We then moved on to plan B. We decided we could wall mount the screens/all-in-one computers that will play our games. That idea worked for us and the Discovery Museum, had very little overhead and the installation is as simple as putting in screws in plywood. After that decision was made, went on the hunt for the best/least expensive solution because we are still operating from donations of time, effort, and money. After an abundant and extensive amount of Googling, we finally landed on a wall-mountable all-in-one computer from Dell. We generously got funding from the Perloff Family Foundation for 2 machines, placed the order, and waited with baited breath to get our physical vessel to showcase our hard work to the world. When the computers came in, we put our games on the machines and began the process of testing the hardware. That’s when problems started to show up like uninvited house guests.
Our games ran slow. Really slow. Painfully slow. Audio died, graphics froze, and the computers would not let our seemingly simple games be played over time. In the beginning everything is great, but then over time when the games were being played everything would stop working. At first we thought we had not optimized our games enough. That’s an easy fix! We can reduce draw calls, look at what we’re checking each frame and when the games load in the code, remove all unused game objects, compress sound and images, and reduce the graphic quality of our games while keeping them fun and playable. Once that was done, we put them back on the computers and ran into the same issues as before. Our games were not playable over time and we had to approach it from a different angle.
The next step was to optimize the computer. We turned off all bells and whistles within Windows 8.1, disabled all unnecessary services and start up programs, and streamlined the computer as much as possible. Once that was done, we played our games. We had the same issue as before. Our games were not able to played over time and we had to take yet another step back to figure out what was going on.
After testing/debugging for a solid 2 days after optimizing everything we came to the conclusion that the hardware in the computers we bought just can’t handle games. Not just our games, but games with graphics in general. The Dell all-in-one computers crumbled under the weight of simple web based games from various popular gaming websites we tested with. We found comfort that it wasn’t our games or Unity that was breaking them, but became frustrated when we were looking at large paperweights that looked like functional computers that were supposed to play our games.

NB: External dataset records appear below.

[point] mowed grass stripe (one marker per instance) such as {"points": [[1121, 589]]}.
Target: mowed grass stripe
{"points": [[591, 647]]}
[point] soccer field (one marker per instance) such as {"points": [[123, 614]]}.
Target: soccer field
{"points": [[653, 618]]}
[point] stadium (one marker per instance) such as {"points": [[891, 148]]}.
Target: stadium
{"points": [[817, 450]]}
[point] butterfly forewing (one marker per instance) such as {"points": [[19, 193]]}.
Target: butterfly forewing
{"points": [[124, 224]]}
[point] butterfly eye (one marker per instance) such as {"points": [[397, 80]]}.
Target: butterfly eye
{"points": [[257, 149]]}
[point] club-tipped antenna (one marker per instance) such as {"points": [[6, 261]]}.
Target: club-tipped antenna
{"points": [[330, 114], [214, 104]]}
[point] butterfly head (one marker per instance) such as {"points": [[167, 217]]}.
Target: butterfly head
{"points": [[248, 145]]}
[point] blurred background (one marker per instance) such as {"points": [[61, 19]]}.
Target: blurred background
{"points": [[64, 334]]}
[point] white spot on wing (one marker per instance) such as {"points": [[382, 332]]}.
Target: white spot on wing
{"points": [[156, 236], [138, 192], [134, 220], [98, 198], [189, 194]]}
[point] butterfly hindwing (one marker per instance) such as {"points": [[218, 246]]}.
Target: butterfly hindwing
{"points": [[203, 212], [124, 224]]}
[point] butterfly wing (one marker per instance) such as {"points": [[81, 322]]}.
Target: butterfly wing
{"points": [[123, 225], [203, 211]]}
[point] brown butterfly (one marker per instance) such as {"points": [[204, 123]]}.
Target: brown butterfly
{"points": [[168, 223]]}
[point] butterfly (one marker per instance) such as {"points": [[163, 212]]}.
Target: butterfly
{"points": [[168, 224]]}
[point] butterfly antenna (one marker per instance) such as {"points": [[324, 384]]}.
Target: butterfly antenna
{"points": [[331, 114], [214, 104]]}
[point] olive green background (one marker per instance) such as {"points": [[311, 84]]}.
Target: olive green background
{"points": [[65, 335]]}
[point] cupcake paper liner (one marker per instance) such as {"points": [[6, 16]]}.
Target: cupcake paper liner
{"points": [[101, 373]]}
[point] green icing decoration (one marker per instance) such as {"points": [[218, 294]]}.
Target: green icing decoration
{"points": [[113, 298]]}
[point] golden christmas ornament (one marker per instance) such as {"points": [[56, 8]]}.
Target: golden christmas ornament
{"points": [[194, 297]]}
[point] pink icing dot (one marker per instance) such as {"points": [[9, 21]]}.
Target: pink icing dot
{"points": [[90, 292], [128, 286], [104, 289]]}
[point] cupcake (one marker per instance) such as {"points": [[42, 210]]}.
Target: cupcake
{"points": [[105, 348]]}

That brings us to today when we are at square 1 for hardware and funding for said hardware.
Later today we are going to loan the Maine Discovery Museum our testing machine that we’ve been using for the past year in house. We are confident it will work with everything we have made and we want the games to be played and enjoyed sooner than later.
Next, I’ll start the exhausting process of getting funding, researching hardware, and turning this into a learning opportunity for everyone. It will take some time to rally the troops from this setback and move forward, but we are a resilient gaggle of nerds and will be better/faster/stronger because of it.
“Failure should be our teacher, not our undertaker. Failure is delay, not defeat. It is a temporary detour, not a dead end.”